Sunday, March 31, 2013

Fearless Females: What happened to…..Part 2

Lisa Alzo at The Accidental Genealogist launched a series of 31 blogging prompts for celebrating and honoring the "fearless females" in our family trees in March, 2010. This year the series is being revisited in honor of National Women’s History Month and the purpose is to focus on the women in our lives and to make sure their stories are told.

Today’s prompt is from March 11, part 2: Did you have any female ancestors who died young or from tragic or unexpected circumstances? Describe and how did this affect the family?

One of my favorite subjects has been my 3rd great grandfather, Emery Waller.  Besides being a favorite, Emery has brought me several new cousins and for someone who comes from a very small family, getting to know these cousins has been a lot of fun (Sarah, we MUST meet in real life soon!).  Emery also brings me a Fearless Female – his first wife, Rebecca Parker.

Based on the age shown on Rebecca’s gravestone, she was born on 10 Oct 1814.  I don’t know much about Rebecca except that she was married to Emery in Hamilton County, Ohio on 31 Jan 1833 by F.N. Skillman, Justice of the Peace.


Emery and Rebecca’s first child, Mary Ann, was born shortly thereafter, sometime in 1833.  By 1838, another daughter, Caroline, would join the family.  The 1840 census shows them in Liberty, Butler County, Ohio.  It appears that another daughter, Sarah, was born in 1842 and then things changed for this family. 
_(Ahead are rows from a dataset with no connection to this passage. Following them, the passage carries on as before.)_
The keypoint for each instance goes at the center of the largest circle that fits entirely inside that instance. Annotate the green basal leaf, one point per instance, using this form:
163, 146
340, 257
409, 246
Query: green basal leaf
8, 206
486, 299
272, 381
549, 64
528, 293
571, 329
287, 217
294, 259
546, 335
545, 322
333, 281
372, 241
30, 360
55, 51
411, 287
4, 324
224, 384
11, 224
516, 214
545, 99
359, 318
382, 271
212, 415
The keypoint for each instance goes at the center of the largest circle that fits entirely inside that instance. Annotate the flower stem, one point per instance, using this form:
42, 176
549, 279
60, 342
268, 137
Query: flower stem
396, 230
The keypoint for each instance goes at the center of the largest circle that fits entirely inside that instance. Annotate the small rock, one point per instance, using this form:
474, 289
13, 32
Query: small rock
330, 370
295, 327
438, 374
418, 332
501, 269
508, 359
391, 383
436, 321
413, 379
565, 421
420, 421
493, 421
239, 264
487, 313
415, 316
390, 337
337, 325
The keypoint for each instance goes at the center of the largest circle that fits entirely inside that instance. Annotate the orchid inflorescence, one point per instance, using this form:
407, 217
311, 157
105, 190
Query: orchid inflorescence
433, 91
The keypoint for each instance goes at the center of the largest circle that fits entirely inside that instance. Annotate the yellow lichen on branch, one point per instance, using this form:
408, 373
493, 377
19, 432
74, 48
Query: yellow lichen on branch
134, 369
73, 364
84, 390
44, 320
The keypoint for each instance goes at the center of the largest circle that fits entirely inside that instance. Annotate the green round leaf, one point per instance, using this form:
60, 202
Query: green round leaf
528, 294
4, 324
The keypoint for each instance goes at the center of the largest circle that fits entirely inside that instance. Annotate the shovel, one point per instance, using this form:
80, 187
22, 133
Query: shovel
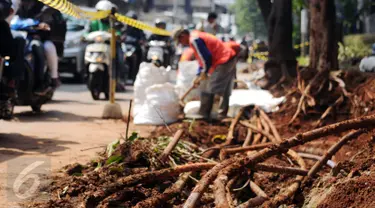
197, 80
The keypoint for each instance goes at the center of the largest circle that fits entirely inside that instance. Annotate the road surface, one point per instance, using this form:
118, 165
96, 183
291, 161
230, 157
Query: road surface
62, 134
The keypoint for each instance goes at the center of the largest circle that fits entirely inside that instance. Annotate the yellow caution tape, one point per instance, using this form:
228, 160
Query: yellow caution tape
68, 8
94, 15
263, 55
63, 6
140, 25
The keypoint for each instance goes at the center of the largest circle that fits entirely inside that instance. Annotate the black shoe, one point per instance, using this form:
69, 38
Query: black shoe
55, 83
6, 109
120, 87
42, 91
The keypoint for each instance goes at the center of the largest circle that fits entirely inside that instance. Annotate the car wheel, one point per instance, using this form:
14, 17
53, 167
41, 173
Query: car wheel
79, 77
37, 108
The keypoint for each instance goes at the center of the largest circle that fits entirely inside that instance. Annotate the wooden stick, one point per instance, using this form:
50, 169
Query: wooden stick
254, 202
260, 131
128, 121
182, 102
158, 200
328, 110
172, 144
229, 139
280, 169
248, 138
258, 137
248, 148
234, 164
330, 163
333, 150
233, 126
270, 123
257, 190
266, 128
257, 201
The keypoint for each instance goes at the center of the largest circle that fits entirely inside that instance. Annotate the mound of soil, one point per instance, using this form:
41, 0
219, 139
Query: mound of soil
349, 184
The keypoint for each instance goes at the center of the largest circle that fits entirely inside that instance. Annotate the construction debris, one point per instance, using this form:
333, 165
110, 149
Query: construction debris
263, 160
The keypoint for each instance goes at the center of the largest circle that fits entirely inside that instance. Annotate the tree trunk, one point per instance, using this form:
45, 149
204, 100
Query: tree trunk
265, 7
323, 39
282, 59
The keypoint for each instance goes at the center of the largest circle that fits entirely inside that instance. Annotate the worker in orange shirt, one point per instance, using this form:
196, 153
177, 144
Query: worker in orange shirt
187, 55
216, 72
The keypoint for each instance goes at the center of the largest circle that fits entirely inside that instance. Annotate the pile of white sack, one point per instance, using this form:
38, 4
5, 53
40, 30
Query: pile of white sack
156, 100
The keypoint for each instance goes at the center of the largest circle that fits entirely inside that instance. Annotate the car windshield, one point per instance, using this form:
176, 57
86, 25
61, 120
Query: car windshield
75, 27
74, 24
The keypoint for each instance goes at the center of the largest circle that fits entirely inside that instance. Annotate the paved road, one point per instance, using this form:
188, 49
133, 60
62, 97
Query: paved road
57, 136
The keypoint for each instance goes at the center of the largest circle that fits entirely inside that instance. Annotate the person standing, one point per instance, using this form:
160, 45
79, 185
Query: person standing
211, 26
216, 72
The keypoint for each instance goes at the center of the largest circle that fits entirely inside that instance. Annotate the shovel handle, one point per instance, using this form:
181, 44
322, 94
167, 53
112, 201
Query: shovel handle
187, 93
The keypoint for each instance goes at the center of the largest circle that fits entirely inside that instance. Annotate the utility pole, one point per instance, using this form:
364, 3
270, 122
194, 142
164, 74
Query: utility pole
175, 7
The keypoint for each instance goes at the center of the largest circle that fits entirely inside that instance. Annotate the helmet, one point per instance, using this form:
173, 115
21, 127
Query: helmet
160, 23
132, 15
104, 5
5, 6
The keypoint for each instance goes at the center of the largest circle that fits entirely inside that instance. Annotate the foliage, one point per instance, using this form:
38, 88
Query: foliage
303, 61
133, 137
249, 18
114, 159
355, 46
111, 147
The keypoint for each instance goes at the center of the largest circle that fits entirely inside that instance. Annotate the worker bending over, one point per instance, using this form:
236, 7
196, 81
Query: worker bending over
216, 72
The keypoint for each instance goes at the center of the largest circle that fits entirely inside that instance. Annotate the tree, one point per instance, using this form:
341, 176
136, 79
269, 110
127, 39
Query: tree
323, 39
249, 18
281, 59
On 7 Feb 1845, Rebecca gave birth to her fourth daughter, my second great grandmother, and what should have been a happy occasion was anything but.  Six days later, on 13 Feb 1845, Rebecca Parker Waller was dead.  At 30 years, 4 months, and 5 days she was gone, leaving Emery alone with four daughters.  The fourth daughter was named Rebecca Moriah, most likely in memory of her mother.  Rebecca Parker Waller is buried in Plum Run Cemetery, Warren County, Ohio.

Rebecca Parker Waller
Memory of Rebecca
Consort of E L Waller.
She departed this Life
February 13, 1845; Aged 30 Years, 4 months, and 5 days
Look at this as you pas by, as you are now so once was I, as I am now so you must be. For death and follow me.
Life for Emery and the girls was about to change dramatically.  How would he care for these young children?  What would he do?  Why, he would remarry and his new wife would care for them.  And that’s just what he did.  On either 22 Jul or 23 Jul 1845, Emery and Clarinda Meeker were married.  I’ve found reference to several different names for Clarinda so it could be that Meeker was Clarinda’s married name.




By 1850 the family had moved to Clinton, Illinois, and the two oldest girls, Mary Ann and Caroline, were living with Emery’s parents, Salmon and Amelia Waller, just two doors from Emery and Clarinda.  Emery and Clarinda had added two more daughters, Elizabeth (b. 1846) and Nancy Hannah (b. 1848) to the family.

The 1860 census finds the family in Santa Ana, Illinois and while more children had joined the family, some had left.  Living in the household were Rebecca, Elizabeth, Nancy Hannah, George (b. 1855), and Minnie (b. 1857).  Mary Ann and Caroline were now married and living nearby.  But Sarah was gone, and daughter Alice, who was born in 1851, was also gone.  And somewhere along the line, “Sons Waller”, the sons of Rev. E.L. Waller and C. Waller, were born and died as they are buried in McGraw Cemetery in Clinton, Illinois.  Emery and Clarinda had been married for 40 years when Clarinda died in 1885 and, once again, Emery buried his wife.

The family was forever changed on 13 Feb 1845 when Rebecca Parker Waller, wife of Emery Waller, the mother of four young daughters, and my 3rd great grandmother, died.  


  1. I'm assuming Rebecca died of "childbed disease." Is that right? I read online that it was usually caused by the doctor himself from unsanitary practices.

    1. I assume so, Wendy, although I'll never know for sure.

  2. What a lovely headstone. And very comprehensive with the age in months and days too. I don't think I have seen this before.